You’re then able to track user engagement after taking actions at different times.

How to make use of customer cohorts

So, how do you use all the information you’ve acquired from your cohorts to positive effect? Well, you can look at the correlations between the number of customers who are choosing to stop using your service, and the points at which they are doing so.

For example, analyze the rate of customer churn* over the first three months that your specific cohort signs up to use your service.

* the number of people that cease interacting with your business (i.e. customer loss).

 Customer cohort tracking to improve retention 

Increasing retention with customer cohorts is a data driven game. If your cohort indicates the rate of customer churn is high, then for the reputation (and potentially the survival) of your business, it’s paramount that you work out what the issue is and seek to resolve it. Customer churn is usually caused by:

  • The onboarding experience and user journey post-purchase needing improvement
  • Customer expectations are not being met by the service you are offering
  • Your process of acquiring new users containing fundamental flaws

For example, Skype is a popular app for video calling. But had they initially marketed the same product like a video conferencing app for businesses, the reality of using Skype would not have met people’s expectations.

Yes, it would have fulfilled its role as a basic video calling app, but it would have struggled to deliver the desired capabilities that purpose-built business solutions offer. Customers would likely churn in favor of a more advanced product. Luckily for them, Skype for Business circumnavigates this problem, but you get the idea! This is where cohort analysis could be used to work out if customer expectation is aligned with reality, and what is making your users drop your product.

There is a saying: ‘numbers don’t lie.’ The data you are collecting will indicate where along the user journey requires the most of your attention.

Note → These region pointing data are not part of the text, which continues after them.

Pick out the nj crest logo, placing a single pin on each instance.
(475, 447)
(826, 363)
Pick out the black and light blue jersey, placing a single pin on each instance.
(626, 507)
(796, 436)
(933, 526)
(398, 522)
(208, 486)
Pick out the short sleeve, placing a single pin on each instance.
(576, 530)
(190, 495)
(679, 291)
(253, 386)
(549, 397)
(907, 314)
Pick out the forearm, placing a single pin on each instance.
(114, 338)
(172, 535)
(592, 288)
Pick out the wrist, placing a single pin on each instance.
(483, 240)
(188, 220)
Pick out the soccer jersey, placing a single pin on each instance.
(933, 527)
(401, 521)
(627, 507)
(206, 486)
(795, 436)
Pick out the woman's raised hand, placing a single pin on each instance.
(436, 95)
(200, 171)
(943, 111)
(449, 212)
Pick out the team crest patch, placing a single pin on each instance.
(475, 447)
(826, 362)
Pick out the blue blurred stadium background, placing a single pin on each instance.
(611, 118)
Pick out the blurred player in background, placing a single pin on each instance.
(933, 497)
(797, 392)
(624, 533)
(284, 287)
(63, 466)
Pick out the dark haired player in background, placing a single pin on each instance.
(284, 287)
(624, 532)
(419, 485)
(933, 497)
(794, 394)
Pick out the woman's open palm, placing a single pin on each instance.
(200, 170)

Although, acquiring and managing your user feedback from customers is also vital to truly understanding the issues you need to resolve. Remember, your cohorts are people! If their experience with your business hasn’t been a positive one, then they will be forthcoming in telling you why that is. Fixing key pain points for your newly acquired customers will not only reduce churn, but increase retention rates and, ultimately, your revenue.

Some strategies for increasing retention from cohort analysis results include:

  • Targeted promotions and loyalty rewards
  • Coordinated reactivation prompts
  • Small changes to the overall user journey

Many businesses have already reaped the benefits of using cohort analysis to study their customer base, and there are likely many things you can learn about your business from conducting this kind of research.

Using customer cohorts for product discovery

Conducting cohort analysis can help you observe churn patterns over months and years as well. After all, your aim should be maximizing your customer lifetime value for as long a time as possible! Comparing your cohorts to your average churn time and looking at the reasons for cancellation over specific time frames is a good way of highlighting areas in need of improvement.

If you’re seeing consistent churn over longer periods (across several cohorts), you can take these steps to improve rates of longer-term retention:

  1. Find the drop-off point
  2. Find out the cancellation reasons
  3. Reach out to customers before reaching the drop-off point
  4. Reach out to customers beyond the drop-off point
  5. Send customers a survey form, or utilize online review platforms
  6. Use aggregate review feedback data to incrementally improve retention rate

Customer cohorts vs vanity metrics

With cohort analysis, you avoid so-called vanity metrics, whereby your business data appears positive yet actual user pain points and general areas for improvement remain concealed. Where vanity metrics promote casual ignorance and often inform poor business decisions, cohort analysis works as a method of identifying and tackling problems head-on.

Dividing users into cohorts allows you to record observable trends, and take actionable steps towards rectifying them. Repeat the process regularly, make changes, and measure the results — improvements will eventually come.